The new piece of European legislation is called The Food Information for Consumers Regulation (EU FIC) and it will come into force on 13th December 2014.  The EU FIC will bring general and nutrition labelling together into a single regulation to simplify and consolidate labelling legislation.

The changes include:

  • Any of the aforementioned 14 allergens that are on the regulatory list will be emphasised on the label if they are used as an ingredient in pre-packaged food.   Food businesses can choose what method they want to use, for example the emphasis could be done by listing the allergens in bold, contrasting the colours and underlining the allergens.
  • The information about allergenic ingredients will be located in a single place, for example the ingredients list (see Figure 1) on the pre-packed food; this means that the voluntary use of current types of allergy boxes, such as ‘Contains nuts’, will no longer be allowed.
  • Where allergy advice statements are used on new labels, the statements will direct consumers back to the ingredients list to obtain information on allergens.  However, this isn’t compulsory, so if there isn’t an advice statement on the label, consumers must not assume the product is free from the food or ingredient that you are sensitive to, and for that reason always check the ingredients list.
  • Some information provided by food business will not change.

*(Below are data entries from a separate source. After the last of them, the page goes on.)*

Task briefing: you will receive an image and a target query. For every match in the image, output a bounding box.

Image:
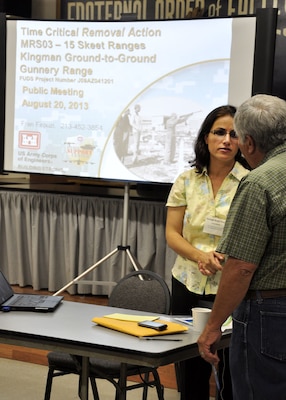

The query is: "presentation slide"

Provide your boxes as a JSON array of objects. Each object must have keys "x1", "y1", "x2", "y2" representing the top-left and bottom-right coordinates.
[{"x1": 4, "y1": 17, "x2": 255, "y2": 183}]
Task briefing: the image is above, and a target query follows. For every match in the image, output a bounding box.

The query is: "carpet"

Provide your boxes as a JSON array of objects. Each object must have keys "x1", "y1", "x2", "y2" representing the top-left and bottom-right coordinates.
[{"x1": 0, "y1": 358, "x2": 180, "y2": 400}]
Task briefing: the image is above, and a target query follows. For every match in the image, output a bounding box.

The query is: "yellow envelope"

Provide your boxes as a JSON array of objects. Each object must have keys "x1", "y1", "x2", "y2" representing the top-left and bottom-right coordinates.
[{"x1": 92, "y1": 317, "x2": 188, "y2": 337}]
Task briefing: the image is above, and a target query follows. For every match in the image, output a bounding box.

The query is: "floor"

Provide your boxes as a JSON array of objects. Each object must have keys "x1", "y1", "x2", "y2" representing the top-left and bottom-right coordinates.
[
  {"x1": 0, "y1": 358, "x2": 180, "y2": 400},
  {"x1": 0, "y1": 286, "x2": 215, "y2": 400}
]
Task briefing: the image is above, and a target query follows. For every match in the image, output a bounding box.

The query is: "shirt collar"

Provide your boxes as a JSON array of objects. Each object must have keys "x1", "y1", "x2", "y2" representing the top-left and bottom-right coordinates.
[{"x1": 200, "y1": 161, "x2": 249, "y2": 181}]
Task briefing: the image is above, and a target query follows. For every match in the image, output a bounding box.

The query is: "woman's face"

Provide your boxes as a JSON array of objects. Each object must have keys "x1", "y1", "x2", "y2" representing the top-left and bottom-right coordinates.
[{"x1": 205, "y1": 115, "x2": 238, "y2": 162}]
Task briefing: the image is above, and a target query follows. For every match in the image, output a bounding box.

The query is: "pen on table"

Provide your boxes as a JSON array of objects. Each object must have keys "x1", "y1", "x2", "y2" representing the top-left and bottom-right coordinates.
[
  {"x1": 139, "y1": 336, "x2": 183, "y2": 342},
  {"x1": 212, "y1": 364, "x2": 220, "y2": 390}
]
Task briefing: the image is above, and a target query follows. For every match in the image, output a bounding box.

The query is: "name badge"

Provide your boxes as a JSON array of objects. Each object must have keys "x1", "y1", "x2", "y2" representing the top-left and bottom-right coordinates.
[{"x1": 203, "y1": 217, "x2": 225, "y2": 236}]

For example small amounts of an allergen can get into a product following cross contamination or through a production method.  So if there is a possibility that this could happen, the products label might state ‘May contain; nuts, milk’.  The new allergen labelling rules will not control how businesses choose to provide this information.
  • The voluntary ‘Contains gluten’ statement that some businesses currently use will be phased out.  Consumers will now need to look for the cereals containing gluten; for example wheat, rye and barley will be emphasised within the ingredients list.
  • Currently, loose foods (that can be bought without packaging) for example in supermarkets, delis, cafes and restaurants; don’t have to provide information on any of the 14 allergens.  However, from 13th December 2014, information on any of the 14 allergens used as ingredients will need to be provided for these foods. The information could be written down on a chalk board or a chart, or even provided orally by staff.  Where specific allergen information is not provided upfront, clear signposting to where the information could be obtained must be provided.
  • These rules will only cover information about major allergens intentionally used as ingredients; they do not cover allergens present following accidental contact. Consumers are reminded that if they have an allergy to a product this is not on the regulatory list, it may not be included on the allergen information provided; if in doubt speak to a member of staff. However, as this information does not need to be provided at present, the person serving may not actually know what is in the foods, so don’t risk if any doubt is there


‘Free From’ Foods

Most of the major supermarkets and food service providers produce a list of the products that they sell that are ‘free from’ particular foods or ingredients such as gluten, egg or milk.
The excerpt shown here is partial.